Jim Inhofe briefed the Senate on these findings in a floor speech earlier today:
My message today is simply this: higher gas prices-indeed, higher prices for the energy we use – are an explicit policy goal of the Obama Administration. Let me put it another way: the Obama Administration is attacking affordable energy.
By stopping the President’s costly cap-and-trade rules, we will also remove a significant barrier to developing America’s energy resources. You see, the cap-and-trade agenda is also about energy austerity. The hope is that if we restrict enough supply, the price will increase, and we can then simply shift to less costly alternatives. Yet this is wishful thinking.
We have, in fact, 163 billion barrels of recoverable oil-nearly six times higher than what President Obama and the Democrats like to claim. Let’s think about 163 billion barrels for a moment: that is enough to maintain our current levels of production and replace our imports from the Persian Gulf for more than 50 years.
But oil resources offer only a glimpse of the full picture. As I noted earlier, CRS found that America’s combined recoverable natural gas, oil, and coal endowment is the largest on Earth.
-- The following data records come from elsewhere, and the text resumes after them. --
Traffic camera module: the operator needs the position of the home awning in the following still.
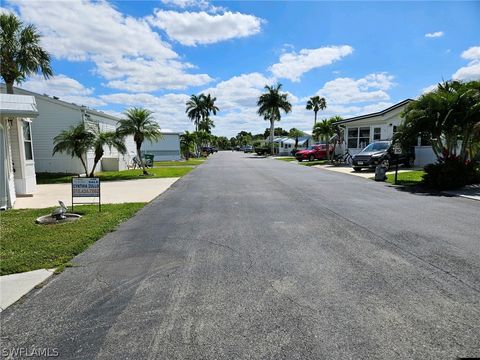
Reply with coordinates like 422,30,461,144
0,94,38,118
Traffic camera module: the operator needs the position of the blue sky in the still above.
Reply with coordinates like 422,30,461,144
3,0,480,136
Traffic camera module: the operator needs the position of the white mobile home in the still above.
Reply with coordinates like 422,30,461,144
2,86,131,174
142,132,181,161
273,135,314,156
335,99,435,166
0,94,38,209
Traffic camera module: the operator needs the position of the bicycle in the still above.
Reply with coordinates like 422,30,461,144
332,149,353,166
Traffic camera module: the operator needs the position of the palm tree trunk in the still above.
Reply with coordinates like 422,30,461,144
5,82,13,94
137,142,148,175
89,149,103,177
270,119,275,155
78,155,88,176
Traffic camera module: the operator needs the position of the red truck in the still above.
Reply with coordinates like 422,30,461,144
295,144,333,161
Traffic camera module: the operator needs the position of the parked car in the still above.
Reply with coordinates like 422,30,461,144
254,144,272,156
243,145,253,153
202,146,218,155
295,144,333,161
352,141,415,171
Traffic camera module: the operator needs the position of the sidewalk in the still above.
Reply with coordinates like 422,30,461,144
0,269,55,312
444,184,480,201
312,164,419,179
13,178,179,209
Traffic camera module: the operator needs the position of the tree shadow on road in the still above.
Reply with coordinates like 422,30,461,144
387,185,455,197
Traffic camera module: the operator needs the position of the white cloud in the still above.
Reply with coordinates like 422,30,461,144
462,46,480,61
425,31,445,38
452,46,480,81
96,57,213,92
269,45,353,81
317,73,394,106
422,84,438,94
100,93,193,131
10,0,212,91
149,10,262,46
161,0,225,13
21,74,106,107
203,73,273,110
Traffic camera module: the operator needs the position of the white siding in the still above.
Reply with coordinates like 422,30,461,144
142,133,180,161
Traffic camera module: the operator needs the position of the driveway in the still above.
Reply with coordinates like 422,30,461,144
14,178,179,209
1,152,480,360
313,164,421,179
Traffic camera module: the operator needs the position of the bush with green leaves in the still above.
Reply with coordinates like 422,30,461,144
423,155,480,190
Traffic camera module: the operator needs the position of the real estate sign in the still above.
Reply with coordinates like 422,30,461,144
72,178,100,197
72,177,101,210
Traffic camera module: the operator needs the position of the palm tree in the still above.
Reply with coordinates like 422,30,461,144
306,95,327,126
200,94,220,117
180,131,195,160
185,94,206,131
52,123,95,175
198,116,215,134
312,118,336,158
257,84,292,154
117,107,163,175
0,13,53,94
90,129,127,177
288,128,305,150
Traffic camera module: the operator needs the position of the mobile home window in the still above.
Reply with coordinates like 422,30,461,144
23,121,33,160
358,127,370,149
347,128,358,149
373,128,382,141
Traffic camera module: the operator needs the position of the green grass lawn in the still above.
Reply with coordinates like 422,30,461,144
386,170,425,185
0,203,145,275
299,160,328,166
37,166,194,184
275,156,328,166
153,158,206,167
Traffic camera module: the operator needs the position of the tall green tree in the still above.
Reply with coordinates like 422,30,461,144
52,122,95,176
198,116,215,134
217,136,230,150
312,118,337,157
185,94,207,131
180,131,195,160
117,107,163,175
0,13,53,94
305,95,327,126
288,128,305,149
90,129,127,177
257,84,292,154
395,81,480,161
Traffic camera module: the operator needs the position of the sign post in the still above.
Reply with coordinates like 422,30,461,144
393,142,402,185
72,177,102,211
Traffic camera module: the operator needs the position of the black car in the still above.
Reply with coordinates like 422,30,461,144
352,141,415,171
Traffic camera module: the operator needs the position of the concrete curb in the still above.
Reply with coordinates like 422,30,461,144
0,269,55,312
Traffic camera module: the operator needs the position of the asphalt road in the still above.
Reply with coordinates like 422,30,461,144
1,152,480,360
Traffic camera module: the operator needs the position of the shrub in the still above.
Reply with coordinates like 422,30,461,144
423,155,480,190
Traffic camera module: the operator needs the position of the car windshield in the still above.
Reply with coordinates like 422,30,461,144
362,143,390,152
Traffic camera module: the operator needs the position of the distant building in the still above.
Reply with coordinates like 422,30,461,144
334,99,436,166
0,94,38,209
273,134,314,156
142,132,181,161
0,85,180,174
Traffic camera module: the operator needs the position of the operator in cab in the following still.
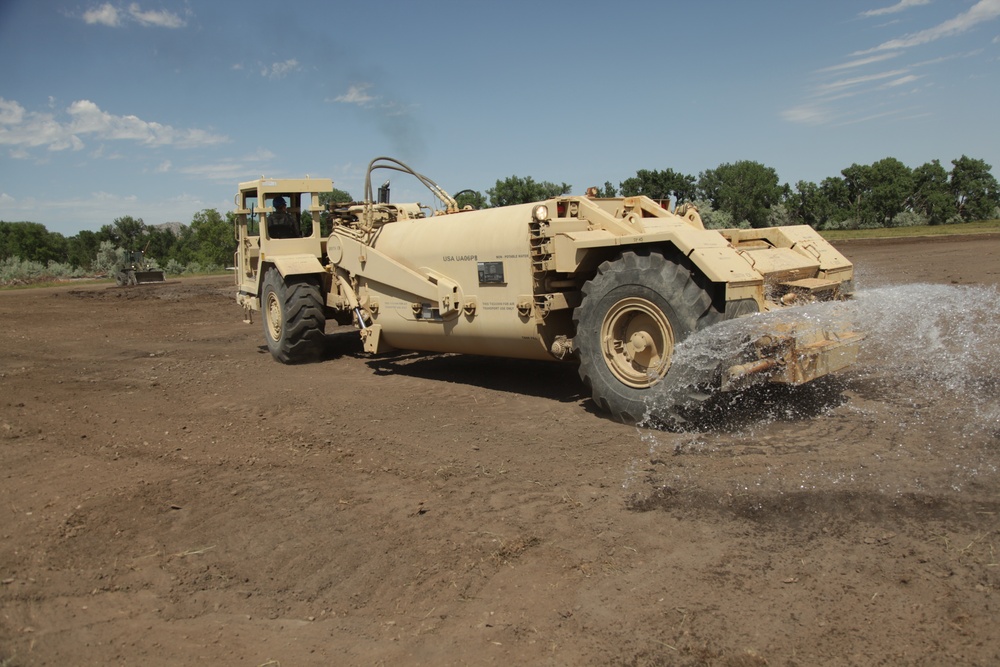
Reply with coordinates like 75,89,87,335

It’s far larger than that of Saudi Arabia, China, and Canada combined.
Opponents of domestic production in oil and gas claim we cannot drill our way out of the energy crisis and our dependence on imported oil. However, the findings certainly suggest that we can in fact do so, and that we can make that solution last for a very long time. Even on its own, those reserves would last 22 years if we stopped all current areas of American production. Furthermore, we’re likely to find more as we take the leash off of exploration.
It’s time to start acting like adults. We need to use oil, and we have plenty under our feet. Let’s start using it instead of putting cash into the pockets of unstable and unfriendly regimes.